Kamis, Juni 21, 2018

Selamat Ulang Tahun Jokowi

Dalam pidatonya di Facebook Prabowo mengatakan bahwa Indonesia sudah berada di arah yang salah. Pancasila dan Undang-Undang Dasar 1945 tidak lagi dijadikan pegangan. Pancasila dan UUD 1945 hanya menjadi slogan saja tanpa dilaksanakan. Contohnya, ekonomi Indonesia tak mempertimbangkan sila ke-5 Pancasila, 'Keadilan sosial bagi seluruh rakyat Indonesia'. "Bagaimana kita bisa katakan keadilan sosial kalau yang menguasai kekayaan bangsa kita hanya segelintir orang saja. Kurang dari 1%. Bahkan ada yang mengatakan tidak lebih dari 300 keluarga dari 250 juta orang yang menikmati kekayaan bangsa Indonesia," kata Prabowo.

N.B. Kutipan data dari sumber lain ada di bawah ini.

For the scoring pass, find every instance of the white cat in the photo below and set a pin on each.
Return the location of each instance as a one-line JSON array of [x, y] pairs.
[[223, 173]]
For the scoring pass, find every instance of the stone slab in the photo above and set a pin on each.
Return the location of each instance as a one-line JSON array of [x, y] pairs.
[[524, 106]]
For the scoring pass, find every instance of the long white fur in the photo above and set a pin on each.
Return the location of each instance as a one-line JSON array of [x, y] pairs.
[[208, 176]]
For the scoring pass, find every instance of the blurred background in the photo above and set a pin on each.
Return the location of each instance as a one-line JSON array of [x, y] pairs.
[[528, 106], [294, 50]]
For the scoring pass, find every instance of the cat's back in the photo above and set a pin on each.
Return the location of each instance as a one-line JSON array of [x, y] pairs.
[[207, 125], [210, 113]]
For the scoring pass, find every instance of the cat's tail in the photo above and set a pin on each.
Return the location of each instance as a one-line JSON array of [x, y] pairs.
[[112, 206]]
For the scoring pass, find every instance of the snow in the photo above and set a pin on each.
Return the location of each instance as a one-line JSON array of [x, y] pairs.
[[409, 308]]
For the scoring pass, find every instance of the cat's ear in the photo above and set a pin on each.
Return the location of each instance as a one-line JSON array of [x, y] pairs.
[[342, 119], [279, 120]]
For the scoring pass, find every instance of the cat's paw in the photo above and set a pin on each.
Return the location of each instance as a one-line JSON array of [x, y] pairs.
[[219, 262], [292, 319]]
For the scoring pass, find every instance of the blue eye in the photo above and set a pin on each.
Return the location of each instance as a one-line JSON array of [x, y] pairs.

Pidato ini menarik untuk dicermati. Ketimpangan kesejahteraan adalah sebuah keniscayaan dalam sebuah sistem ekonomi. Tidak mungkin kue ekonomi bisa dibagi secara absolut merata, termasuk di negara komunis yang konon mengusung prinsip “sama rata sama rasa”. Ketimpangan kesejahteraan diukur dengan Gini Ratio. Semakin rendah angka Gini Rationya maka kesejahteraan semakin terdistribusi merata. Kisaran angkanya adalah 0.00 sampai 1.00. Negara-negara kaya di Scandinavia memiliki Gini Ratio di level 0.25 – 0.30, sedangkan negara berkembang biasanya ada pada kisaran 0.35 – 0.50. China yang menerapkan sistem komunis bahkan berada di level 0.465. Indonesia sendiri saat ini berada pada level 0.391. Angka ini masih berada pada batas toleransi aman di bawah 0.45. 

Sejarah perjalanan republik mencatat bahwa keluarga-keluarga konglomerat yang saat ini menguasai kue ekonomi muncul pada 32 tahun pemerintahan Soeharto. Harus diakui ini adalah keberhasilan Soeharto dalam membesarkan perusahaan-perusahaan konglomerat sehingga mampu bersaing dengan perusahaan dari negara lain. Sebagai pemegang tampuk estafet pemerintahan, itulah warisan kondisi yang dihadapi oleh Jokowi. Membangun Indonesia yang berkeadilan sosial tentu bukan dilakukan dengan mengebiri perusahaan-perusahaan Indonesia dan BUMN yang sudah terlanjur besar. Tentu perusahaan besar dan BUMN ini harus tetap didukung pemerintah untuk meningkatkan daya saing Indonesia di kancah global.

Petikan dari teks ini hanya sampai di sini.